Rendre service à la population corse ? « En tant que contractuel, Jérôme Cahuzac n’est pas soumis aux règles qui s’imposent aux fonctionnaires, qui en théorie ne peuvent pas travailler si les mentions inscrites au bulletin numéro 2 de leur casier judiciaire «sont incompatibles avec l’exercice des fonctions», précise Libération (Anaïs Condomines) Pour revenir à son premier métier, ce chirurgien de formation avait besoin de deux choses : d’abord, de l’inscription au tableau de l’Ordre des médecins. Ensuite, d’une autorisation du procureur de la République, laquelle nous a été confirmée par Dominique Russo, directeur de l’hôpital de Bonifacio. » Celui-ci indique  : «Cette autorisation que nous avons reçue précise simplement les modalités d’horaires compatibles avec le port du bracelet électronique de monsieur Cahuzac», qui réside par ailleurs à un quart d’heure de route du centre hospitalier.

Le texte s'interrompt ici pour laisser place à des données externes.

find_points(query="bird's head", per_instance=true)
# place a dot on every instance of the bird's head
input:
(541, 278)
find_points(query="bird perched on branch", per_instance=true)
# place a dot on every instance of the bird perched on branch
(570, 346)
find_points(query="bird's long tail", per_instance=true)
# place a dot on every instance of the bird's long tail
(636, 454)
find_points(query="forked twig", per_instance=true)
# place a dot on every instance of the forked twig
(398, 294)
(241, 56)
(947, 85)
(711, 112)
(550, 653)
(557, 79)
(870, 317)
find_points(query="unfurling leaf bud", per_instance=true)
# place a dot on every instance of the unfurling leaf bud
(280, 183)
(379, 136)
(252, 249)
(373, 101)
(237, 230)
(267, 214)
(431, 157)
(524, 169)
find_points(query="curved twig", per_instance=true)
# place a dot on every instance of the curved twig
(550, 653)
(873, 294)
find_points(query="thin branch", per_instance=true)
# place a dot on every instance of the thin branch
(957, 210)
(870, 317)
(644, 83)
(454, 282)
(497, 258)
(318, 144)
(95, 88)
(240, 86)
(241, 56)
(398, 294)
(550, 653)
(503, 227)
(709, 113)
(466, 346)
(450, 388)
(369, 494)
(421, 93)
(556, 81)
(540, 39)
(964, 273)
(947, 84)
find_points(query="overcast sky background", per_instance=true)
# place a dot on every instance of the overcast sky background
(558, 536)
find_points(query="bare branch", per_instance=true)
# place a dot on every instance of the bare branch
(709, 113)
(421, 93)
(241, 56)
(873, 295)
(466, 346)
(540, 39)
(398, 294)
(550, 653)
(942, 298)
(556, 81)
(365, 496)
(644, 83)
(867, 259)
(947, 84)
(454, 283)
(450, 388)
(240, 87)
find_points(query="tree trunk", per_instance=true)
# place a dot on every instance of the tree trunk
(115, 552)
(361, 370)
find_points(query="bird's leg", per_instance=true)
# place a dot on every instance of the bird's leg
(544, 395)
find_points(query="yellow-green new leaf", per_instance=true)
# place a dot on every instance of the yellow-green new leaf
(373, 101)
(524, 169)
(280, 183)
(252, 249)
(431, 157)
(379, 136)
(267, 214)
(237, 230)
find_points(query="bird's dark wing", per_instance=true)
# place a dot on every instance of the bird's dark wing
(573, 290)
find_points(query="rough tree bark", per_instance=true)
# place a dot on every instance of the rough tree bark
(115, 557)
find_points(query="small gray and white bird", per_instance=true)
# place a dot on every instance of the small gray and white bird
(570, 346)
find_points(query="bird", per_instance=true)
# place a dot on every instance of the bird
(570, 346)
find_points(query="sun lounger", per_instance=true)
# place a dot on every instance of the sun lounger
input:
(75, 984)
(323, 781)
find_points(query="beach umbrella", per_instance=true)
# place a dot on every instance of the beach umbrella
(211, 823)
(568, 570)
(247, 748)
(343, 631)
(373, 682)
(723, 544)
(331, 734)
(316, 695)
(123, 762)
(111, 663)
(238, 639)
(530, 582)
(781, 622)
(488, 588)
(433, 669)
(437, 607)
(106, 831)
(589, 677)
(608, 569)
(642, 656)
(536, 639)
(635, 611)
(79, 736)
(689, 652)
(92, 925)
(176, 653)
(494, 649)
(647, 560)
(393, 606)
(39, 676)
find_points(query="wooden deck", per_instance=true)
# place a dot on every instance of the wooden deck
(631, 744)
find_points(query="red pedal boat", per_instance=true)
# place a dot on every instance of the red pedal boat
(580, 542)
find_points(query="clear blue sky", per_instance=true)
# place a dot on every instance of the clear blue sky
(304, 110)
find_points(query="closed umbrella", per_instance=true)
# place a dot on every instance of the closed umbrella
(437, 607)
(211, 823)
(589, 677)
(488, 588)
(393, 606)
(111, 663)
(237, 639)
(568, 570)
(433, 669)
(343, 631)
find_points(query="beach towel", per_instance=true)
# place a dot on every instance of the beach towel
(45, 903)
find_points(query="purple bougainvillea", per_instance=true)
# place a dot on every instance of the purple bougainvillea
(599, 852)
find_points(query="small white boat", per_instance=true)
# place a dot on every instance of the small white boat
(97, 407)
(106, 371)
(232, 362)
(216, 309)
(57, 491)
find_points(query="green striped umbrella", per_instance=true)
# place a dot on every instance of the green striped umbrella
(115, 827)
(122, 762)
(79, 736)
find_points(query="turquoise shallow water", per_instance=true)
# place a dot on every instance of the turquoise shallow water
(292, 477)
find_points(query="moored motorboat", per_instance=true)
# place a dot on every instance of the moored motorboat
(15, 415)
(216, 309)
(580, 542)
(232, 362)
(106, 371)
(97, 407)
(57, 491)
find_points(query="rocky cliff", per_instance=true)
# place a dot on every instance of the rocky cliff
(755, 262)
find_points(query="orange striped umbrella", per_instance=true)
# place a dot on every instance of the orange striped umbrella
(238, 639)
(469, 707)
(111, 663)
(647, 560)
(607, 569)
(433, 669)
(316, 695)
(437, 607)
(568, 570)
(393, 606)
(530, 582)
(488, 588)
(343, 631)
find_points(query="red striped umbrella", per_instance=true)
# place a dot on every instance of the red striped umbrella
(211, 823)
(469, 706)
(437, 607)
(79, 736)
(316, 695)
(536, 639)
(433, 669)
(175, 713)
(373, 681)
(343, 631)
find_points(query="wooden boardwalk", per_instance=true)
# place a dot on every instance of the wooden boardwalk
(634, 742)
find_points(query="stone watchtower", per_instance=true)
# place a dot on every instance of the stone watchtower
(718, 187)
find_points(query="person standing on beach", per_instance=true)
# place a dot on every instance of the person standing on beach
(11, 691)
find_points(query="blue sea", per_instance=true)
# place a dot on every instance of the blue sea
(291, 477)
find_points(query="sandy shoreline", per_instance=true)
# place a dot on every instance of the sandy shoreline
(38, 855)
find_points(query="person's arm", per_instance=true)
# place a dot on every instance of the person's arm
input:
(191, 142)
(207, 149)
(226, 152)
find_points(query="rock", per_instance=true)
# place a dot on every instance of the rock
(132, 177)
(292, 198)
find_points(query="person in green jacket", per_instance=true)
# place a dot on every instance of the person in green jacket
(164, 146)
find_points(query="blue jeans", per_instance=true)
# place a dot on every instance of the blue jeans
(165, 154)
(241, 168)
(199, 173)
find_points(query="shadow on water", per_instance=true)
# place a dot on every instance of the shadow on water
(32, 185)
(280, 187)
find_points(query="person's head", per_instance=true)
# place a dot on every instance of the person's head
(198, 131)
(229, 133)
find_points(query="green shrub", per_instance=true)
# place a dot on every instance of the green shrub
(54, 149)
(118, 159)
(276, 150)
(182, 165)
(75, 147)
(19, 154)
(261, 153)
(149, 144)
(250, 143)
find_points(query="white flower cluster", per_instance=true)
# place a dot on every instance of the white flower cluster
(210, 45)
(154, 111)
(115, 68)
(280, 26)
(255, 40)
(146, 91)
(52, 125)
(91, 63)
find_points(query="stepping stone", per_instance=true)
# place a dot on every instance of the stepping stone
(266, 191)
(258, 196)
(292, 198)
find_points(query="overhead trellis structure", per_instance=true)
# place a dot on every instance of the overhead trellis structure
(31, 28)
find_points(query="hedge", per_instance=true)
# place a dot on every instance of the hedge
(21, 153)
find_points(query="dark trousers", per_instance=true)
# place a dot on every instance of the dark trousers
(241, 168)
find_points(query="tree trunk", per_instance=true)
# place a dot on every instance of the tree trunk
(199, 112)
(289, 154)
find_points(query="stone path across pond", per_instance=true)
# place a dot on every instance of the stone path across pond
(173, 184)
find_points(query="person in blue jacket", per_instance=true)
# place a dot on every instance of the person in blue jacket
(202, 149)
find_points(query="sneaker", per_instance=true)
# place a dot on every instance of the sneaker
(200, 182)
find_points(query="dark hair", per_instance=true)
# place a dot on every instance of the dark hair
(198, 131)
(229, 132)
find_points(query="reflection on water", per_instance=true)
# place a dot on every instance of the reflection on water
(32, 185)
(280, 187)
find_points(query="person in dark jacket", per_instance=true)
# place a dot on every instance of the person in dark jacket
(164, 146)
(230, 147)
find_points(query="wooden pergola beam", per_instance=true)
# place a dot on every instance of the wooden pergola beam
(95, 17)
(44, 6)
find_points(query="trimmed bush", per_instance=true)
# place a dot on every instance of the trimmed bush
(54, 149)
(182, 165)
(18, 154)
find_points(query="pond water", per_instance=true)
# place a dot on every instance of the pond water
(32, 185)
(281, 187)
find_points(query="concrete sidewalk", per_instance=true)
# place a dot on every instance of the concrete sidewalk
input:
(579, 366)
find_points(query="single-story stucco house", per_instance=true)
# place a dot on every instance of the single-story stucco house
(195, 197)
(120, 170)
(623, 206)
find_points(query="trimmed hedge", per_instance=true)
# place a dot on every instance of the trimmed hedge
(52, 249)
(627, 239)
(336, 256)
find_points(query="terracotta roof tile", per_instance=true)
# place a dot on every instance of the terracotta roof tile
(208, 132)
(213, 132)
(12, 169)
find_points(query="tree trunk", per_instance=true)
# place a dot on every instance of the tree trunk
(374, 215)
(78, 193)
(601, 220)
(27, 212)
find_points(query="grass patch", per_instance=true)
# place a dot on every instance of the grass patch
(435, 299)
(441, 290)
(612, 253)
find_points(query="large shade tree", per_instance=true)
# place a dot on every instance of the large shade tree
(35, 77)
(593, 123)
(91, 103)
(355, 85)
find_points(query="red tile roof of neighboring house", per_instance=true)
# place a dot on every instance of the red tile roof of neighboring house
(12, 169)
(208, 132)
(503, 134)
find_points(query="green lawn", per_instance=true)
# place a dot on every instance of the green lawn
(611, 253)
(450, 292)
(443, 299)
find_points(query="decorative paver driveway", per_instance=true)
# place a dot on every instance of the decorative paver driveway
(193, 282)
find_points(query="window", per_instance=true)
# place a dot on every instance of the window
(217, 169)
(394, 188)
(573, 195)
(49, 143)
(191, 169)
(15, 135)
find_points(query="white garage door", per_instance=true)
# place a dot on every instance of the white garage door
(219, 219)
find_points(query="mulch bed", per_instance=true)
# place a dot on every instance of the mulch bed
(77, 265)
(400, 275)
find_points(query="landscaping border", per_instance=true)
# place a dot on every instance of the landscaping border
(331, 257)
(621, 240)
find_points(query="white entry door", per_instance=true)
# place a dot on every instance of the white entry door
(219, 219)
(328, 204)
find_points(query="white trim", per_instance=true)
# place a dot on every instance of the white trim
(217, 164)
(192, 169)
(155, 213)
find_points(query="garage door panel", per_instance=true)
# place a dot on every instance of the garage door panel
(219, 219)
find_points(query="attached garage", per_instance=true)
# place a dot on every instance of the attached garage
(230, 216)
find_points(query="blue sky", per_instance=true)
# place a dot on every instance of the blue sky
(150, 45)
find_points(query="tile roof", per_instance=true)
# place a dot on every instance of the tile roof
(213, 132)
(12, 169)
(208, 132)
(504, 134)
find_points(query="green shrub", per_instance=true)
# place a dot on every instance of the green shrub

Quant au conseil national de l’Ordre des médecins (Cnom), il a lui aussi donné son accord pour la reprise d’activité de Jérôme Cahuzac, le 13 juin dernier, réuni en formation restreinte. Me  Elias Bourran, avocat pénaliste au barreau de Paris, nous détaille les nuances législatives : «Le rapporteur du conseil de l’Ordre doit vérifier si le candidat remplit les conditions de moralité, de probité et de dévouement imposées par le code de déontologie des médecins. Lorsqu’il y a une mention au casier judiciaire, le rapporteur devrait refuser l’inscription du candidat. En théorie, Jérôme Cahuzac ne devrait pas pouvoir s’inscrire au tableau de l’ordre. Mais il y a une nuance : les commentaires de l’article 3 du code de la déontologie précisent que « si la moralité renvoie aux mœurs d’une société, celle du médecin a sa dimension propre à l’exercice de la profession de médecin ». En d’autres termes, le Cnom a estimé qu’une condamnation pour fraude fiscale ne contrevient ni aux compétences médicales de l’ancien ministre, ni à sa moralité de médecin.»

Où l’on voit (au risque d’irriter) que le temps ne change rien à cette vérité qui veut que la médecine, cet art nourri de science, ne soit pas confondue avec la morale générale.